"Pious Postmortems provides a wealth of detail about the examination of bodies in the context of canonization, a subject that has hitherto been largely ignored in the history of sixteenth and seventeenth-century anatomy despite its connections to key players in that history like Colombo. In Bouley's hands, the subject proves to cross through more than one key domain in the history of medicine—the role of learned medicine, questions of gender, the process by which medical figures began to establish standards for knowledge based on practical experience, and the role of medicine in the Church."—Journal of the History of Medicine and Allied SciencesAs part of the process of consideration for sainthood, the body of Filippo Neri, "the apostle of Rome," was dissected shortly after he died in 1595. The finest doctors of the papal court were brought in to ensure that the procedure was completed with the utmost care. These physicians found that Neri exhibited a most unusual anatomy. His fourth and fifth ribs had somehow been broken to make room for his strangely enormous and extraordinarily muscular heart. The physicians used this evidence to conclude that Neri had been touched by God, his enlarged heart a mark of his sanctity.
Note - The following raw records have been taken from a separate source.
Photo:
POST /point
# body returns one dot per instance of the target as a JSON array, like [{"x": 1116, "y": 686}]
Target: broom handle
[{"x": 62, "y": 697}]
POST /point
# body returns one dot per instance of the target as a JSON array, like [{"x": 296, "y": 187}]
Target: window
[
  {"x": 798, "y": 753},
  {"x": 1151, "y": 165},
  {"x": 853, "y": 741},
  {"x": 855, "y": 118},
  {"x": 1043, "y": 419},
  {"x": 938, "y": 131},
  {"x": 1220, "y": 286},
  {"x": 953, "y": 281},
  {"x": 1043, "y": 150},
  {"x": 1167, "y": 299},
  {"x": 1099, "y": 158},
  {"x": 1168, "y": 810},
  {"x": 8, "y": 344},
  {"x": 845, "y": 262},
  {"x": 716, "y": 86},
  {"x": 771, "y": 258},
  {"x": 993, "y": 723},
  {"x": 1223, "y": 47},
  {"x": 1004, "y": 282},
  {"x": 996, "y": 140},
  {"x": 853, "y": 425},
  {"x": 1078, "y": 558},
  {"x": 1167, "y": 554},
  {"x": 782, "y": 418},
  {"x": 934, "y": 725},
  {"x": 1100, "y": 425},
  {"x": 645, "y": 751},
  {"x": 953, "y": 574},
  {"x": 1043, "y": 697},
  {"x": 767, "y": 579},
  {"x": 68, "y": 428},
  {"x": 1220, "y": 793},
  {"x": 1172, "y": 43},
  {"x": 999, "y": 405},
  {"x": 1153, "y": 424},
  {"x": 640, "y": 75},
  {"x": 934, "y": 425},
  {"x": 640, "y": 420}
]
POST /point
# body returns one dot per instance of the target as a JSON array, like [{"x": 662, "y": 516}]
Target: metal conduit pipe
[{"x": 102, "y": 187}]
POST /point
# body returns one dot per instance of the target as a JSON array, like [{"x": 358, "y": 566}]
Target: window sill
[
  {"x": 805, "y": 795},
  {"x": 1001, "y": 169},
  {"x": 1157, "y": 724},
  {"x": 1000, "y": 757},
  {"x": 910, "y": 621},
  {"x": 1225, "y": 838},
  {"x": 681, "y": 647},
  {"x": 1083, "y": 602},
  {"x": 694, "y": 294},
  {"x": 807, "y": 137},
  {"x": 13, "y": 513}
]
"Pious Postmortems is an original and carefully researched survey of the role of medical testimony in the canonization processes of the early modern period. Bradford A. Bouley's exposition both of physical examinations and of instances of actual autopsy of putatively saintly bodies provides an illuminating context for the search for signs of sanctity."—Nancy Siraisi, author of Communities of Learned Experience: Epistolary Medicine in the Renaissance
In Pious Postmortems, Bradford A. Bouley considers the dozens of examinations performed on reputedly holy corpses in the sixteenth and seventeenth centuries at the request of the Catholic Church. Contemporary theologians, physicians, and laymen believed that normal human bodies were anatomically different from those of both very holy and very sinful individuals. Attempting to demonstrate the reality of miracles in the bodies of its saints, the Church introduced expert testimony from medical practitioners and increased the role granted to university-trained physicians in the search for signs of sanctity such as incorruption. The practitioners and physicians engaged in these postmortem examinations to further their study of human anatomy and irregularity in nature, even if their judgments regarding the viability of the miraculous may have been compromised by political expediency. Tracing the complicated relationship between the Catholic Church and medicine, Bouley concludes that neither religious nor scientific truths were self-evident but rather negotiated through a complex array of local and broader interests.
Bradford A. Bouley teaches history at the University of California, Santa Barbara.